Matt Fowler of IGN gave the episode a mixed to positive review, saying, "There's also the problem of having an awesome gimmick or premise that doesn't really come with a satisfying ending or answer. Because that happens too. In fact, Lost springs to mind." He then expressed his thoughts on the introduction of a large ensemble cast, saying, "It's a hard balance, of course, to introduce us to a large ensemble in a pilot episode, especially on a show like this where you also don't want to take too much away from the big event that's going down.

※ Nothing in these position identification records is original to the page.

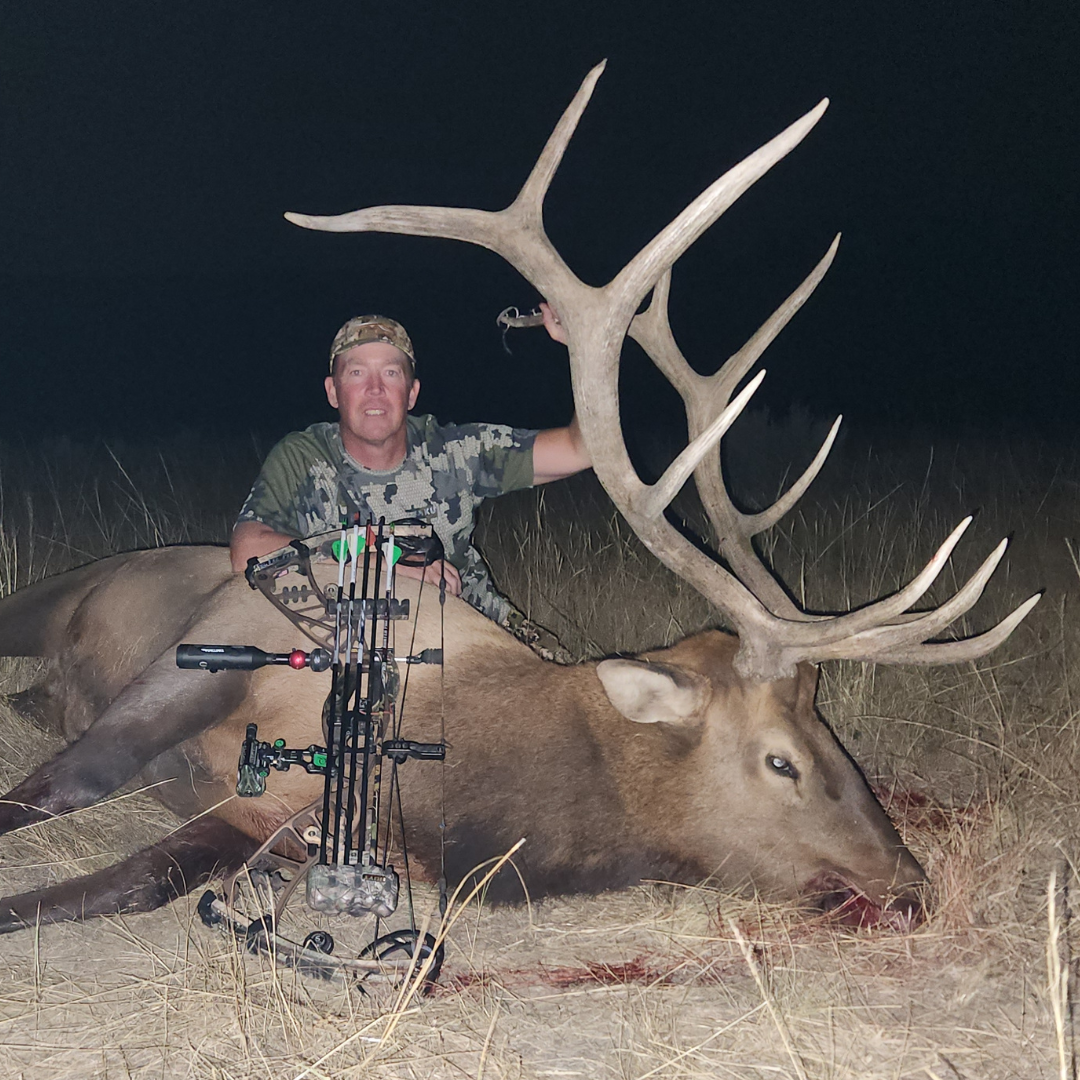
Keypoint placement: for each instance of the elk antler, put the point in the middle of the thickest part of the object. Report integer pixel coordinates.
(773, 633)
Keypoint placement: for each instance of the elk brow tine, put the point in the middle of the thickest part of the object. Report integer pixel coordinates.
(766, 518)
(881, 638)
(656, 498)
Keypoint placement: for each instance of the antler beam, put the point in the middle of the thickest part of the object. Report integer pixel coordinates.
(774, 633)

But as we've seen with other sci-fi shows in the past, strange and annoying characters who, for whatever reason, aren't reacting to the big, world-changing event like everyone else become almost instantly un-watchable." He concludes by saying: "I'd say, for those looking for the closest thing to a Lost-surrogate, Under the Dome is your play. It's smartly done paranoia." Rob Sheffield of Rolling Stone also compared the series to Lost, saying "[the series] has both grand narrative scope and the small-bore detail that networks haven't succeeded with since Lost ended. And while the imprimatur of executive producer Steven Spielberg might not be a guarantee (remember Terra Nova?), the production is self-consciously movielike, even opening with a shot swiped straight from Kubrick's 2001."

Mary McNamara of the Los Angeles Times gave the episode a mixed review, saying, "For a story of such wide and possibly allegorical ambitions, the pilot seems in an unnecessary rush to get the party started." She did, however, applaud the character performances, calling them "promising".